“How is incendiary rhetoric like [Philippine President Rodrigo] Duterte’s likely to affect a strong defense partnership and regional security more broadly?” John Ciorciari tackles this question in his September 21 piece in The Conversation, “Is Philippine President Duterte a threat to the peace in Southeast Asia?”
Ciorciari reviews the most incendiary remarks made recently by the Philippine President, many of them aimed at senior officials in the U.S., and situates them within rising tensions in the South China Sea and the desire among Southeast Asian governments to “limit their strategic relationships with great powers like China and the United States.”
While “the line between Duterte’s bombast and real policy views is unclear,” Ciorciari warns that “the adverse consequences of Duterte’s approach may be greatest in the Philippines.” If Duterte continues to distance himself from the U.S., he may lose out on an opportunity to join other Southeast Asian nations in holding multilateral talks with China about the South China Sea.

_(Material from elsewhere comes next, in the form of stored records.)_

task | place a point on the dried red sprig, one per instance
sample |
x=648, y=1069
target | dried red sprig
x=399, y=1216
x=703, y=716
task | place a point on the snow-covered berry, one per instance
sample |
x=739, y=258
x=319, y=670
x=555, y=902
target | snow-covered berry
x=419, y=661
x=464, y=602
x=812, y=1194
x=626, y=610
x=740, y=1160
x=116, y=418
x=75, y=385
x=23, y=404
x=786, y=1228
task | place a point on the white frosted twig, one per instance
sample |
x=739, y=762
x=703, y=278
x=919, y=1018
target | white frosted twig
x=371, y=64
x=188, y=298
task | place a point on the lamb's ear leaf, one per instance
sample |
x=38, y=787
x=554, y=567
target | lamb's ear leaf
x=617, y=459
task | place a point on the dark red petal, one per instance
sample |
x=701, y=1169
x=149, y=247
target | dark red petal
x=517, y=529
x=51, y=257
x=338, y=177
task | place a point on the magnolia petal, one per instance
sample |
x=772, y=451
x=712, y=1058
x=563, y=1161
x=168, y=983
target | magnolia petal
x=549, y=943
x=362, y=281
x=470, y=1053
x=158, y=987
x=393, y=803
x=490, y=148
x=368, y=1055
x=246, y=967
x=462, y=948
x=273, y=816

In order for the Philippines to gain as much leverage in the South China Sea as possible, Ciorciari says, Duterte must not let “the seeds of instability” he has planted grow, allowing the U.S. and Southeast Asian partners to “treat his recent remarks as products of a bad temper and a populist political campaign” instead of a serious foreign policy crisis.
John Ciorciari is an associate professor at the Ford School and director of the school's International Policy Center.